Les conditions d’exercice du métier de journaliste, la professionnalisation du secteur et la défense des intérêts des professionnels des médias étaient au cœur des préoccupations portées par l’UPMB auprès du Médiateur de la République. Les échanges ont également porté sur la nécessité de maintenir un dialogue régulier entre les médias et les institutions publiques.
Plusieurs préoccupations liées à l’exercice de la profession journalistique ont été exposées à Conrad Gbaguidi, Médiateur de la République par le bureau de l’Union des Professionnels des Médias du Bénin, au cours d’une audience tenue lundi 14 septembre 2026. Conduit par le président de l’UPMB, Hervé Prudence Hessou, le bureau a présenté les difficultés rencontrées par les professionnels dans l’accomplissement de leur mission d’information.

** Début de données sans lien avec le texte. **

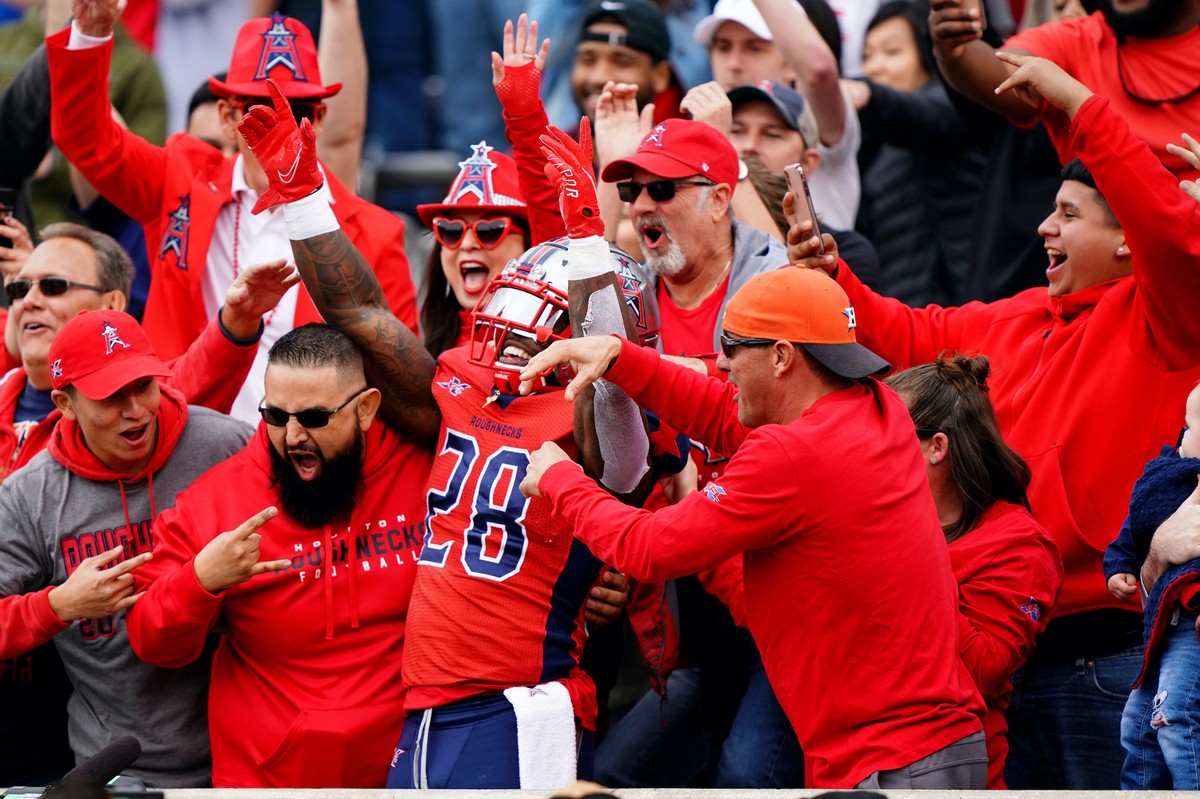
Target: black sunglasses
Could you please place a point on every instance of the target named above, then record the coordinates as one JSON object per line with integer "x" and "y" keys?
{"x": 489, "y": 233}
{"x": 310, "y": 419}
{"x": 730, "y": 342}
{"x": 660, "y": 191}
{"x": 48, "y": 286}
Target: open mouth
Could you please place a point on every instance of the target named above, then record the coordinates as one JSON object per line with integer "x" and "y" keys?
{"x": 474, "y": 277}
{"x": 306, "y": 463}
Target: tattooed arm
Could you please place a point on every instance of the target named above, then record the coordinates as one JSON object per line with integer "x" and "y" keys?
{"x": 348, "y": 295}
{"x": 340, "y": 281}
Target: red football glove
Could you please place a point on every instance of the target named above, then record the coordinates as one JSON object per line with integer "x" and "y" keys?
{"x": 287, "y": 152}
{"x": 570, "y": 169}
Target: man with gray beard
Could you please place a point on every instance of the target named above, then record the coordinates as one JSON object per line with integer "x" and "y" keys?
{"x": 678, "y": 186}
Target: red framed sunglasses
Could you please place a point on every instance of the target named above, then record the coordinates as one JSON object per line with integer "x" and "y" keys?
{"x": 489, "y": 233}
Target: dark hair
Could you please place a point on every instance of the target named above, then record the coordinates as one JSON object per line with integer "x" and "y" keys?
{"x": 951, "y": 395}
{"x": 439, "y": 307}
{"x": 315, "y": 346}
{"x": 917, "y": 16}
{"x": 114, "y": 269}
{"x": 1079, "y": 173}
{"x": 204, "y": 94}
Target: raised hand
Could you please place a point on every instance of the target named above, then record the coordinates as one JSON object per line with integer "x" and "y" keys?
{"x": 287, "y": 152}
{"x": 93, "y": 592}
{"x": 256, "y": 290}
{"x": 232, "y": 558}
{"x": 516, "y": 74}
{"x": 1038, "y": 78}
{"x": 569, "y": 167}
{"x": 95, "y": 17}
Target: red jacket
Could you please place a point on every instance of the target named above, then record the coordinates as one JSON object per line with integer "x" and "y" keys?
{"x": 209, "y": 373}
{"x": 849, "y": 592}
{"x": 1009, "y": 575}
{"x": 306, "y": 689}
{"x": 1086, "y": 385}
{"x": 177, "y": 193}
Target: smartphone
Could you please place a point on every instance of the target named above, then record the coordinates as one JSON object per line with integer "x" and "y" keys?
{"x": 7, "y": 205}
{"x": 802, "y": 199}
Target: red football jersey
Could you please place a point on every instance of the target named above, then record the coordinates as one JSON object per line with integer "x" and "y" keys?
{"x": 501, "y": 586}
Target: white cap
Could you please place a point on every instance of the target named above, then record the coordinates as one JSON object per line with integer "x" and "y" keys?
{"x": 739, "y": 11}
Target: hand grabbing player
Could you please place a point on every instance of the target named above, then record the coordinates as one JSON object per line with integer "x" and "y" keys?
{"x": 286, "y": 151}
{"x": 232, "y": 558}
{"x": 540, "y": 460}
{"x": 569, "y": 167}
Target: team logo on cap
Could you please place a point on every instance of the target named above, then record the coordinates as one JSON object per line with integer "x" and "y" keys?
{"x": 112, "y": 338}
{"x": 475, "y": 176}
{"x": 279, "y": 48}
{"x": 175, "y": 236}
{"x": 454, "y": 385}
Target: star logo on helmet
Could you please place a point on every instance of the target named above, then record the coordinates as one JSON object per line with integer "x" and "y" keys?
{"x": 279, "y": 49}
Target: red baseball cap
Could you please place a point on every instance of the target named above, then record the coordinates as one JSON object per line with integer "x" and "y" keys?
{"x": 275, "y": 47}
{"x": 808, "y": 307}
{"x": 679, "y": 148}
{"x": 102, "y": 352}
{"x": 486, "y": 181}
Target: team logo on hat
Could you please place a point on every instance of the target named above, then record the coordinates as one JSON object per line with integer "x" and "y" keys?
{"x": 112, "y": 338}
{"x": 475, "y": 176}
{"x": 174, "y": 239}
{"x": 279, "y": 48}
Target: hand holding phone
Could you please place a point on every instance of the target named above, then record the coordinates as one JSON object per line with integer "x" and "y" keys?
{"x": 802, "y": 200}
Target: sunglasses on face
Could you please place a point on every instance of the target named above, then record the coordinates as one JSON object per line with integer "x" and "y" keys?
{"x": 310, "y": 419}
{"x": 48, "y": 286}
{"x": 660, "y": 191}
{"x": 729, "y": 343}
{"x": 489, "y": 233}
{"x": 300, "y": 109}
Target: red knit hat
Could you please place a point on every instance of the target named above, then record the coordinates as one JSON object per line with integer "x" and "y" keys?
{"x": 102, "y": 352}
{"x": 679, "y": 148}
{"x": 275, "y": 47}
{"x": 486, "y": 181}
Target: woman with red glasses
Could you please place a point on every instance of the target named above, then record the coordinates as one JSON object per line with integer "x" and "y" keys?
{"x": 479, "y": 227}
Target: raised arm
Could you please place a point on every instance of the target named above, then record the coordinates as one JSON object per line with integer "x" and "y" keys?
{"x": 340, "y": 281}
{"x": 610, "y": 428}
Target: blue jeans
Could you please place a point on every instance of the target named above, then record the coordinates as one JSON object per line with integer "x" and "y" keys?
{"x": 1065, "y": 724}
{"x": 1161, "y": 727}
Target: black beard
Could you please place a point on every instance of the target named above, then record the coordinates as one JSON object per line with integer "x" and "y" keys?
{"x": 331, "y": 497}
{"x": 1147, "y": 23}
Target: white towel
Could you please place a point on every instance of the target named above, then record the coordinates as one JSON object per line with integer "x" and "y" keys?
{"x": 545, "y": 734}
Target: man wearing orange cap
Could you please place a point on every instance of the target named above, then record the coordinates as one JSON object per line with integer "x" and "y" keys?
{"x": 126, "y": 445}
{"x": 873, "y": 703}
{"x": 196, "y": 203}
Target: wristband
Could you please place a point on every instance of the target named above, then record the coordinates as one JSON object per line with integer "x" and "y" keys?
{"x": 310, "y": 216}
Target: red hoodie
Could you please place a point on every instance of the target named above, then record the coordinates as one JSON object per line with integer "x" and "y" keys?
{"x": 306, "y": 688}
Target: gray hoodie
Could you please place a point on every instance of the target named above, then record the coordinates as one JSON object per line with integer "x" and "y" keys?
{"x": 51, "y": 517}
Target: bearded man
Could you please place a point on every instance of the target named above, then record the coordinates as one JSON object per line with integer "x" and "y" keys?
{"x": 311, "y": 592}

L’audience a également permis d’aborder les défis que l’organisation entend relever au cours de sa mandature. Pour l’UPMB, le dialogue avec les institutions publiques constitue un moyen de faire remonter les préoccupations du secteur et de rechercher des réponses aux difficultés qui affectent l’exercice du métier.

Défendre les intérêts du secteur médiatique
Conrad Gbaguidi a, pour sa part, insisté sur l’importance de l’écoute et du dialogue dans la recherche de solutions aux difficultés susceptibles d’opposer citoyens, organisations et institutions. Il a rappelé le rôle des médias dans la vie démocratique, estimant qu’ils occupent une place importante dans le fonctionnement de la société.
Les échanges ont ainsi porté sur la nécessité de maintenir des espaces de concertation entre les professionnels des médias et les institutions de la République. L’objectif est notamment de favoriser une meilleure prise en compte des préoccupations liées à la liberté de la presse, aux conditions de travail et à la professionnalisation du secteur.
Cette audience intervient dans le prolongement des démarches engagées par le bureau de l’UPMB pour représenter et défendre les intérêts des professionnels des médias. L’organisation entend poursuivre les échanges avec les institutions sur les questions qui concernent directement la profession et les conditions de vie et de travail des acteurs du secteur.